The European Data Protection Board (EDPB) does not place any major obstacles in the way of the development and use of artificial intelligence (AI) models. This comes from a statement published on Wednesday by the European Data Protection Commissioner on the regulation of AI in relation to the General Data Protection Regulation (GDPR).
Advertisement
According to data protection experts, Meta, Google, OpenAI & Co. can theoretically rely on “legitimate interest” as a legal basis for the processing of personal data by AI models. However, the EDPB attaches several conditions to this release.

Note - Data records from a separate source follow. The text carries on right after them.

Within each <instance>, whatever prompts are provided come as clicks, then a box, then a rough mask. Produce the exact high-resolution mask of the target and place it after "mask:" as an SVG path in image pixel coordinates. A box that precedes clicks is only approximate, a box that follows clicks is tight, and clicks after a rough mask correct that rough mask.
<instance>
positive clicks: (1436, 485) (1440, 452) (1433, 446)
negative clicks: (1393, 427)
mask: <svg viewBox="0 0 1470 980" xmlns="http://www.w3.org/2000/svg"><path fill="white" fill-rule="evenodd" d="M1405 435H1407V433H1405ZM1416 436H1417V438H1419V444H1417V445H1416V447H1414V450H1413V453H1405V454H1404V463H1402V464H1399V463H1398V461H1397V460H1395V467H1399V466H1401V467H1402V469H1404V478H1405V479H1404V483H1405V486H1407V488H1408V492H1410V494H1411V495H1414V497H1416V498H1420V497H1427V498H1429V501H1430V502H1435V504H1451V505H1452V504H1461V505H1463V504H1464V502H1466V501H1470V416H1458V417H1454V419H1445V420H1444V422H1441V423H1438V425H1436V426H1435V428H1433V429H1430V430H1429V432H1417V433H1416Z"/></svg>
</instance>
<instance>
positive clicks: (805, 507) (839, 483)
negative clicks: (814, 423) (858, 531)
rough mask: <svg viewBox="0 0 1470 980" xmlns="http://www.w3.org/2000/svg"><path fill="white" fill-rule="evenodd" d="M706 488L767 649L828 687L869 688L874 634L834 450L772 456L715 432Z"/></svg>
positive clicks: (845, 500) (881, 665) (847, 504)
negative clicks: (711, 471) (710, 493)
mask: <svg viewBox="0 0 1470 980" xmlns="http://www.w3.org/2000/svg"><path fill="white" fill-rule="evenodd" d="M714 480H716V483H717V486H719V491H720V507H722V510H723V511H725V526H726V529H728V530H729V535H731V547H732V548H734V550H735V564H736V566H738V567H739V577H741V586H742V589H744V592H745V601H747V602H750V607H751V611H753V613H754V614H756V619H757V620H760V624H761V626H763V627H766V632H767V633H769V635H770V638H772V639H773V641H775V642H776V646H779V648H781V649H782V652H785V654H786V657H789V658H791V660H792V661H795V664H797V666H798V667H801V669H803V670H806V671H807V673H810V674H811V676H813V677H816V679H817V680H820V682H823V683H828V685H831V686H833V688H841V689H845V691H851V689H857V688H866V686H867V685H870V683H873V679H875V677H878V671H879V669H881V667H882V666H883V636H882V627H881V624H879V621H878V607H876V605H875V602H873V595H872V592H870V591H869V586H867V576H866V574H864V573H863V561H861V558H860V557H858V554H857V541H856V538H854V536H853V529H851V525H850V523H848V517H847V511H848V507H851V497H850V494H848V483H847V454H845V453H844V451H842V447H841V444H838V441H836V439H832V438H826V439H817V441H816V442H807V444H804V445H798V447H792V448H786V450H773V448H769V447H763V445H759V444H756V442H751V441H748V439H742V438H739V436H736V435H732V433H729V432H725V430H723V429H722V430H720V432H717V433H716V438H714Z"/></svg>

The demand to ban TikTok has intensified in the US Supreme Court.3-step test
National data protection authorities must use a 3-step test to assess whether a legitimate interest exists. First of all, it should be checked whether the right to data processing is valid or not. This is followed by a “necessity test” to determine whether data processing is necessary. Finally, the fundamental rights of data subjects and the interests of AI providers must be considered.
With a view to balancing fundamental rights, the EDPB emphasizes that the development or deployment phase of AI models may pose “specific risks” to civil rights. To assess such impacts, supervisory authorities must take into account “the type of data processed by the model”, the context and “potential others”. In principle, “the special circumstances of the individual case” should be taken into account.
The committee cites as an example: in the statement A voice assistant designed to help users improve cybersecurity. Such services may be beneficial to individuals and may be based on legitimate interest. However, this only applies if the processing is absolutely necessary and the balance of all rights involved is maintained.
Clarification on anonymization
According to the EDPB, if unlawfully processed personal information was used in the development of an AI model, its use may be banned altogether. Exception: Everything is reasonably unknown. There are standards for this too: In the case of anonymity, it is very unlikely that people can be “directly or indirectly identified.” It should also be ensured that such personal information cannot be extracted from the model through queries.
EDSA established a taskforce around ChatGPT in mid-2023 at the insistence of the Irish Supervisory Authority (DPC). This was their response to the brief ban imposed on the system by the Italian Data Protection Authority. With the joint statement, data protection authorities want to ensure uniform legal enforcement across the EU.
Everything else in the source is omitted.